Padernello-Coniolo-UE: patto dello spiedo
Padernello, Coniolo e il patto dello spiedo per la conquista dell’Europa. Se si vuole, la vicenda si potrebbe riassumere così. E non sarebbe un’esagerazione, anche se lo spunto viene da uno dei molti «spiedi da asporto» solidali organizzati nel Bresciano.
L’appuntamento è per domenica 20 gennaio, nell’ambito del Mercato della Terra, rassegna di Slow Food al castello, nel borgo della Bassa. Chi vuole, in Internet trova ogni indicazione utile.

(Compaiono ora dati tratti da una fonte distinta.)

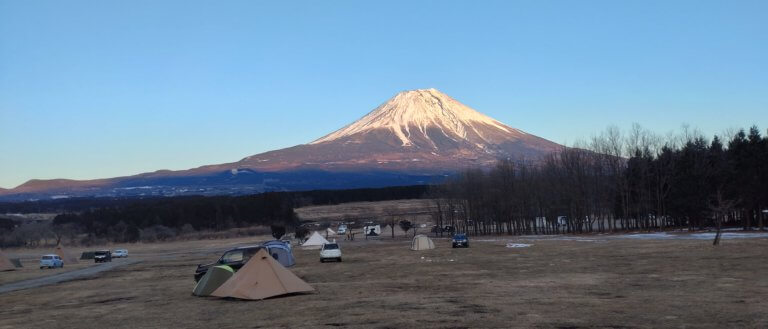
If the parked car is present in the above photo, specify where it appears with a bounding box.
[93,250,112,263]
[451,233,469,248]
[40,254,64,270]
[112,249,128,258]
[195,246,264,282]
[320,243,341,263]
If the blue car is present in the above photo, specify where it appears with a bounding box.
[40,254,64,270]
[451,233,469,248]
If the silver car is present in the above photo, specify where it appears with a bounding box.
[40,254,64,270]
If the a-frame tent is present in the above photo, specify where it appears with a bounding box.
[192,265,235,296]
[211,249,315,300]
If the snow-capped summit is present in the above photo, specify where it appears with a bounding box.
[310,88,523,146]
[226,89,561,173]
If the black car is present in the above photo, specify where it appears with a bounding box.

Ma lo spirito dell’iniziativa va ben oltre l’occasione, affonda le radici nel cuore del Rinascimento ed ha un orizzonte che potrebbe aiutarci ad uscire dall’atmosfera sfiduciata che ci circonda.
Proviamo a risalire alla prima metà del Cinquecento. Il castello di Padernello cominciava a prendere la forma che conosciamo ora. I Martinengo, già imparentati con i Colleoni, dividevano l’attività dei due rami della casata. Da una parte quelli «della Fabbrica» che consolidavano i castelli tra campi e fiumi della Bassa, dall’altra quelli «delle Palle» che dominavano in Brescia.
Coniolo, ai confini, non era da meno. Il latifondo agrario d’origine romana tre secoli prima era diventato «Canonica regolare» e i poderi legati a Farfengo e alla Rossa erano finiti nelle mani del cardinal Alessandro Farnese, nipote di Paolo III. Giusto nel 1539 però erano affidati in commenda a Pietro Bembo, appena diventato cardinale e intellettuale di punta del Rinascimento. Se il conte Martinengo e il pensoso Bembo, che la tradizione vuole sia passato da queste parti a vedere i suoi possedimenti prima di scendere a Roma, si fossero incontrati, che avrebbero fatto?
Il conte avrebbe invitato a banchetto il principe della Chiesa e avrebbe messo in tavola uno spiedo. Ora, venuti meno gli eredi della casate, lo spiedo lo allestiscono coloro che quelle terre le abitano e le vogliono far rinascere. Le due borgate hanno avuto vicende alterne ed una lunga fase di declino.
Il castello di Padernello andava in rovina, mentre Coniolo, dopo essere passata nelle mani di famiglie tanto grandi quanto lontane - i Grimani, i Barberini, i Venier - diventava una frazione di Orzinuovi. Padernello e Coniolo, tuttavia, non hanno mai perduto la loro forte e gloriosa identità.
I volontari della Fondazione di Padernello hanno attirato l’attenzione, ben oltre i confini bresciani, per il miracolo del castello risorto. Ma anche a Coniolo, i Carbonari - hanno scelto di chiamarsi così - non sono da meno. Ponendo la base prima alla storica tenuta Rossa e poi nella Cascina Abbazia, si sono dati da fare per la rinascita della comunità: per il restauro della chiesa e la ristrutturazione dell’oratorio, per finanziare le opere di Kalima, l’associazione che aiuta don Piero, missionario bresciano in Mozambico, e per molte altre iniziative. Cuore del sodalizio è la Festa di San Camillo, che si celebra il 14 luglio (curiosa coincidenza di date, per i rapporti tra nobiltà e popolo).
Ora i volontari delle due borgate hanno stretto alleanza: generosamente si danno una mano ogni volta che serve. E già questo meriterebbe una doppia sottolineatura: due paesi che hanno una storia gloriosa e antica smentiscono ogni luogo comune su campanilismi, rivalità e diffidenze identitarie, andando contro l’aria che tira, impregnata dallo slogan «prima noi e i nostri». Lo spiedo di domenica - che avrà repliche anche a febbraio, marzo e aprile - è la dichiarazione ufficiale di questo patto solidale. Ed ha un ulteriore importante scopo: recuperare fondi per accedere ad un progetto europeo che ha come obiettivo proprio la rinascita dei borghi e dei loro territori.
Il finanziamento Ue mira a sostenere la vita dei centri più piccoli, salvaguardando ambiente e tradizioni, e creando opportunità di lavoro per i giovani. Si tratta, infatti, di uno dei molti progetti che l’Unione europea finanzia, che talvolta sembrano ritagliati a misura per la situazione italiana, ma che gli italiani ignorano.
È la contraddizione che spesso neppure cogliamo nella sua evidente insensatezza: ci arrabbiamo con l’Europa che non ci lascia fare debiti, oltre ai molti che già abbiamo, e intanto non sappiamo andare a prendere i cospicui fondi che la stessa Europa ci mette a disposizione. Non è vero che l’Ue ostacola le identità locali, semmai le aiuta a non rinchiudersi in se stesse fino a soffocare.